Fernando García de Cortázar-El Mundo
Pocos han luchado con tanta pasión intelectual, y con tanto éxito de ventas, contra las leyendas que distorsionan la historia de España como Fernando García de Cortázar (Bilbao, 1942). Historiador vitalista, sacerdote jesuita, letraherido y dueño de un saludable espíritu crítico. Participó en la resistencia civil al nacionalismo en Cataluña y País Vasco cuando era una causa perdida.
Pregunta.– El socialista francés Manuel Valls insiste en que deberíamos respondernos qué significa ser español. ¿Usted tiene una respuesta?
Respuesta.– Ser español, como ser francés, implica un sentimiento de pertenencia a una misma comunidad, la conciencia de compartir valores y tradiciones semejantes y proyectar un mismo porvenir. Lamentablemente España es la única nación europea que sigue interrogándose sobre su existencia en vez de esforzarse por continuar construyéndose. Aunque nos incomode reconocerlo, vivimos en un país asustado que siempre ha sido algo extraño. Esta debilidad del sentimiento nacional nos diferencia de todas las naciones de nuestro entorno, donde la pertenencia a una comunidad se da por sentada y se recibe gozosamente como una herencia cívica.
P.–¿Y de dónde viene esa debilidad? R.– La verdad es que, por motivos que tienen que ver con las tribulaciones de nuestro siglo XX, se ha exagerado la cautela a la hora de ejercer el patriotismo, como si con éste se molestara a quienes no han dudado un segundo en propagar por la tierra, el mar y el aire de sus competencias autonómicas los argumentos de su independentismo disgregador. Nuestra crisis nacional parte de nuestros errores, no de las insidias de los nacionalistas, ni de su compañera de viaje, una izquierda desnaturalizada. Lo que resulta verdaderamente escandaloso, porque responde a una dejación de responsabilidades de los gobernantes, es que los españoles hayan carecido de una idea de nación que les garantice seguridad en momentos como éstos, y que permita enfrentar la ofensiva separatista desde una posición de superioridad intelectual, mayor eficacia política y mejores recursos de veracidad histórica.

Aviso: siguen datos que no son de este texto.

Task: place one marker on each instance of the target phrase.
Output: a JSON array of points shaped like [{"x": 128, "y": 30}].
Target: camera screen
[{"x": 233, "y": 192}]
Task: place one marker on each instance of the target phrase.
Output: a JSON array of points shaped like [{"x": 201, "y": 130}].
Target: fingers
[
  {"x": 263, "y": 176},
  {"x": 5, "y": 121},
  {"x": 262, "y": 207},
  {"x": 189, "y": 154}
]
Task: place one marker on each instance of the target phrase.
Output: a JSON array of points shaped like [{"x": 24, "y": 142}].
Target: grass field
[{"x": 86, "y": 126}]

P.–Está a punto de publicarse su Viaje sentimental por España. Ese adjetivo, sentimental, es muy problemático. ¿Debería España dotarse de un relato sentimental de su historia como han hecho sus nacionalismos periféricos?

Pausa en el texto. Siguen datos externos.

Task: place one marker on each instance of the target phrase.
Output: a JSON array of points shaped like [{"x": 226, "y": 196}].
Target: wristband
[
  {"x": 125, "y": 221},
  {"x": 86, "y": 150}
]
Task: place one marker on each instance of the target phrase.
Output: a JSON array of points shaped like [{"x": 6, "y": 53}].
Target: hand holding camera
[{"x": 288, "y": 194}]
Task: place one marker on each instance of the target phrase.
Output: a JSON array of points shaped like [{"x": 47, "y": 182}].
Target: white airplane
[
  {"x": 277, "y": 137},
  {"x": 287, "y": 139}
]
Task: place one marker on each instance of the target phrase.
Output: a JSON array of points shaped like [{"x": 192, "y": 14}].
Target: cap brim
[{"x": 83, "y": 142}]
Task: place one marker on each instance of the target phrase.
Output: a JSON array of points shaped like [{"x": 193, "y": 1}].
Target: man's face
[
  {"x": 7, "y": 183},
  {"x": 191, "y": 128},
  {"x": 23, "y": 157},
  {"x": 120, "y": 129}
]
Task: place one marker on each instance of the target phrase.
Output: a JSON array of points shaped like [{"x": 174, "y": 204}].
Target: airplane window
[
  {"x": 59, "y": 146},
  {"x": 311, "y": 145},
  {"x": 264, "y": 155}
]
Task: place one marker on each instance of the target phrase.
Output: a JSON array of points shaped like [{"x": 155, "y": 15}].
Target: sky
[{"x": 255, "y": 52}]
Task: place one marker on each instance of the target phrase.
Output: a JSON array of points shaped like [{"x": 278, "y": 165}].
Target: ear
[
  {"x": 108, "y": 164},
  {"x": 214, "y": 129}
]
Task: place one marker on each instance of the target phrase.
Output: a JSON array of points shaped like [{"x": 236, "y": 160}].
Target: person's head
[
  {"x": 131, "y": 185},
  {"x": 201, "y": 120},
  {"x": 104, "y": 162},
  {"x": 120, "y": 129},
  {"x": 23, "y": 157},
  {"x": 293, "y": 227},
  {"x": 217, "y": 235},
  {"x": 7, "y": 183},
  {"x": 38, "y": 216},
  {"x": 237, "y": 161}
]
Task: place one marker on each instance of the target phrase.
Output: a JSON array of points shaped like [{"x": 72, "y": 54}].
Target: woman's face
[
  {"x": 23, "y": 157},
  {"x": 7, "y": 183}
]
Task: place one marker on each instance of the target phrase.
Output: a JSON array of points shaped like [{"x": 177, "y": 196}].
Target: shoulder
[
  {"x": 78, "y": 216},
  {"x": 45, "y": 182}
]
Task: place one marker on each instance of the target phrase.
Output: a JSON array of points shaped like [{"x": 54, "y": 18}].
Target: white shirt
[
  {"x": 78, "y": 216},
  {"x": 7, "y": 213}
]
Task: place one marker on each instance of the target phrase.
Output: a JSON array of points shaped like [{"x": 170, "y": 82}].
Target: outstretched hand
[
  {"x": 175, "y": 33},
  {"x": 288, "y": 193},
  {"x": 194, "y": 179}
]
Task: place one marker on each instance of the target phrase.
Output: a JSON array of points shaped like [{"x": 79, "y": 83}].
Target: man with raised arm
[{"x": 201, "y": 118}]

R.– Luis Cernuda describe en uno de sus poemas de exilio más sobrecogedores el momento en que se dio de bruces con la amargura de un compatriota en una calle londinense: «¿España?», musitó el individuo, pasando de largo junto al poeta: «España es sólo un nombre». Pocas veces se habrá expresado de una forma tan adusta la insoportable sensación de una pérdida. Lo triste es que durante muchos años para muchos de nuestros compatriotas España ha sido un mero nombre, una pura institución administrativa, olvidándose de que las naciones se desarrollan no sólo a partir de decretos y normas políticas sino fundamentalmente a través de símbolos y valores culturales. A esa España de la Constitución de 1978 la dejamos reducida a una definición jurídica, la despojamos de las emociones que la constituyeron como nación libre en los años de la Transición. Temiendo dramatizar nuestro patriotismo, España dejó de ser una conciencia en tensión, para adquirir la forma de unas instituciones rutinarias. Dejó de ser sentida como nación, para sólo ser considerada como Estado. El patriotismo había sido propiedad de algunos y, al parecer, el remedio no fue nacionalizar de nuevo a los españoles, sino dejarnos a todos sin nación.

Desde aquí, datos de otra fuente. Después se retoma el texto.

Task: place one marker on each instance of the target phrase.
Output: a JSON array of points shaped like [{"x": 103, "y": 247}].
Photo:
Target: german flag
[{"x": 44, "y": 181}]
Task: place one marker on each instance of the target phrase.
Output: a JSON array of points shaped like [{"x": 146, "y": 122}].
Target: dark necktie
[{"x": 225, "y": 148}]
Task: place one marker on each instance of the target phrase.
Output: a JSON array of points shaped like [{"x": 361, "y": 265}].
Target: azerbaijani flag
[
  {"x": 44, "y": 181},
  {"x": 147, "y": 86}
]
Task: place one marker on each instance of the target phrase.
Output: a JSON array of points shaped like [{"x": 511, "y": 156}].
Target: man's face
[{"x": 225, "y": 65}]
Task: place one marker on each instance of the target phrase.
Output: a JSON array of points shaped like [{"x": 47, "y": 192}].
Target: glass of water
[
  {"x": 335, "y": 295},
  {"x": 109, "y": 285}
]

P.–Da la sensación de que no hay nada tan español como impugnar los triunfos propios. España ha vivido unas décadas prodigiosas, de superación de traumas históricos, de desarrollo económico, de extensión de las libertades… ¿Por qué esta permanente crisis de autoestima? R.– Aunque se pasaron los tiempos del pesimismo y del masoquismo intelectual, no pocos españoles creen vivir en una nación enferma, cuya historia es el relato de un inveterado atraso y de una interminable decadencia. La leyenda negra nos ha hecho mucho daño y hemos acabado interiorizando las maldades que desde el extranjero se han dicho de nosotros. Si Reino Unido es el país europeo al que menos le afectan las visiones que sobre él se dan desde el exterior, España es, por el contrario, la nación a la que más le influyen las opiniones que sobre ella se dan más allá de sus fronteras. De todas formas, la miopía que impide el reconocimiento de los logros de nuestro país y su posición en la cabecera del mundo tiene que ver con las turbulencias de España en su historia más reciente. Es el único país de su entorno que en pleno siglo XX ha tenido una guerra civil y una larga dictadura que han pulverizado el marco político, mientras en Europa convivían el liberalismo, la democracia cristiana y la socialdemocracia, con una misma idea de civilización, de cultura y de Estado nacional.
P.– Usted se ocupó de ello en Los mitos de la Historia de España.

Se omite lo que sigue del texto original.